[logback-dev] [JIRA] Commented: (LBCORE-97) Starvation on AppenderBase.doAppend

Joern Huxhorn jhuxhorn at googlemail.com
Mon Jun 1 15:51:56 CEST 2009

Hi Ralph,

On 01.06.2009, at 03:39, Ralph Goers wrote:

> On May 31, 2009, at 6:11 AM, Joern Huxhorn wrote:
>> The sledgehammer synchronization using synchronized on the instance  
>> itself is definitely a mistake as I've shown in the bug report.
>> A first (and absolutely necessary step!!) is to replace it with a  
>> fair ReentrantLock so Logback isn't responsible for starvation  
>> situations anymore.
> While that may be true of AppenderBase, the point I've been making  
> is that since UnsynchronizedAppenderBase doesn't lock the issue is  
> avoided completely (at least at this level).
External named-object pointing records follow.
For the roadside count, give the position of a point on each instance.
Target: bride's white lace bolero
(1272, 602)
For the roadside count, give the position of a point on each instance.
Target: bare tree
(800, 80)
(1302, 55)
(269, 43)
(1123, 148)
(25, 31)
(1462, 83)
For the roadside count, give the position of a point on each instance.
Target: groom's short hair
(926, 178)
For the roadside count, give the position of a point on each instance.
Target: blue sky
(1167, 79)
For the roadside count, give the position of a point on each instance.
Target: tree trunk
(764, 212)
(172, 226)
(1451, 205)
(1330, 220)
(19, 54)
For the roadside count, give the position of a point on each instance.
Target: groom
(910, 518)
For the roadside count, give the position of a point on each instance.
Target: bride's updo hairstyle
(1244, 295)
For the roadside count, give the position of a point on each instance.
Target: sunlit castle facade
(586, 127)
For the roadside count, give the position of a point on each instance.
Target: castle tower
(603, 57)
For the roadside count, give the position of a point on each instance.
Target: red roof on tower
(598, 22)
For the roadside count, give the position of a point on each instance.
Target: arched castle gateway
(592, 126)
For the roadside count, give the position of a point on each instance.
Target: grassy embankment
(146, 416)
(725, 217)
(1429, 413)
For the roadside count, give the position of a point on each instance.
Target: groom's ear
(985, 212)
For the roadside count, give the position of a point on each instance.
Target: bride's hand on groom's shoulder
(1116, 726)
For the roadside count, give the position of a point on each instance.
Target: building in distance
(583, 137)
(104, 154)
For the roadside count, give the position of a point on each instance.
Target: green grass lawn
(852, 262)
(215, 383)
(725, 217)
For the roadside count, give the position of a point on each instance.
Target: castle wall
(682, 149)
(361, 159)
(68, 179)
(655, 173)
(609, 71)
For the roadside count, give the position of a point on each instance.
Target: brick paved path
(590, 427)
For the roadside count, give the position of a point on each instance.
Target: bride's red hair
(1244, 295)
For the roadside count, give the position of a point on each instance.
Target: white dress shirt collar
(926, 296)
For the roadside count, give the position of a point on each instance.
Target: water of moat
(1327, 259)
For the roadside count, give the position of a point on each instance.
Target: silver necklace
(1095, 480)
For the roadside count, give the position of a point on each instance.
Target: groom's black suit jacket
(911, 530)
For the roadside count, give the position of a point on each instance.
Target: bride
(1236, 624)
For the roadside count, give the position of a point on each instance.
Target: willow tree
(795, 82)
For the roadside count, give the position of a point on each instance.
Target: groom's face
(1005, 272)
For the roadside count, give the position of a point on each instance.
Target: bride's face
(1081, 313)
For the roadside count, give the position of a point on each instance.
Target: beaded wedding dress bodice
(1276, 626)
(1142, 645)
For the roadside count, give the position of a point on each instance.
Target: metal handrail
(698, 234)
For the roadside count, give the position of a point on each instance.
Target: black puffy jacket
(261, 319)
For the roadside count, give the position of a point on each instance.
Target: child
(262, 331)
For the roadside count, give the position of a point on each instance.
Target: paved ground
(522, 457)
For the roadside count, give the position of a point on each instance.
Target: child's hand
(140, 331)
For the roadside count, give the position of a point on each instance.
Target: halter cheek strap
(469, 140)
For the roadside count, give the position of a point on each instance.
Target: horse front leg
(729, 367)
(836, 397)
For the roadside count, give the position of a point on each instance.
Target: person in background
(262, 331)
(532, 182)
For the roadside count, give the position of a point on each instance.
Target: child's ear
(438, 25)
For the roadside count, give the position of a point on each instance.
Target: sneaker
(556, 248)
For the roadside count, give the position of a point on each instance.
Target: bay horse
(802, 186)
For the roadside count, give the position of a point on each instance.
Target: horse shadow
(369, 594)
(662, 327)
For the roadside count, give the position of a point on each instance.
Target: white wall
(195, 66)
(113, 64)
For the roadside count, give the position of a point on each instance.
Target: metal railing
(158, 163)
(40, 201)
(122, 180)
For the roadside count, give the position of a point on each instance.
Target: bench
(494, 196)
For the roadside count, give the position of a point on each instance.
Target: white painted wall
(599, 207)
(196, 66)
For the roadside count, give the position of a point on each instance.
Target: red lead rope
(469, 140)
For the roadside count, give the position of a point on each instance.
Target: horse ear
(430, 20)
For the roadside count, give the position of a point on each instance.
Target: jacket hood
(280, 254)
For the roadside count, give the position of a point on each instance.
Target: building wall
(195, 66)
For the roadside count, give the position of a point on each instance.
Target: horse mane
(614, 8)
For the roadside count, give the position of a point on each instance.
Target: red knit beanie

But locking will occur at some point and has to be done fairly.  
Otherwise starvation will happen on multi-core systems.
I can't imagine an appender that doesn't have to lock at *some* point.  
Do you have any use case for this?

It would be possible to generally use a fixed-size blocking queue  
(fair!) in case of UnsynchronizedAppenderBase, leaving the async  
handling of events put into the queue to the actual implementation.  
Assuming, of course, detached data objects again.

What I really want is *one* correct way of handling/implementing async  
appenders so the possibility of failure is reduced as much as  
possible. Nothing is worse than a logging system that crashes the  
logged application.

>> I'm simulating the AppenderBase situation here, lots of threads are  
>> trying to access the very same resource.
>> With Java 1.6 on multi-core systems, only <number of cores> threads  
>> will ever get the chance to obtain the object monitor. All other  
>> threads are starving.
>> And this is a valid simplification because it shows exactly what's  
>> happening in our webapp right now. We had to disable logging to get  
>> it back into a usable state.
>> Using a fair ReentrantLock fixes this. It makes sure that threads  
>> are handled fairly concerning the shared resource, i.e. they are  
>> served in a "first come, first served" order.
> The issue here isn't really that there is a problem with how  
> synchronized locks work. If there were Tomcat would fall on its  
> face. Take a look at https://svn.apache.org/repos/asf/tomcat/trunk/java/org/apache/catalina/loader/WebappClassLoader.java 
> . I guarantee you this is being called far more often then logging  
> is and it doesn't exhibit these problems.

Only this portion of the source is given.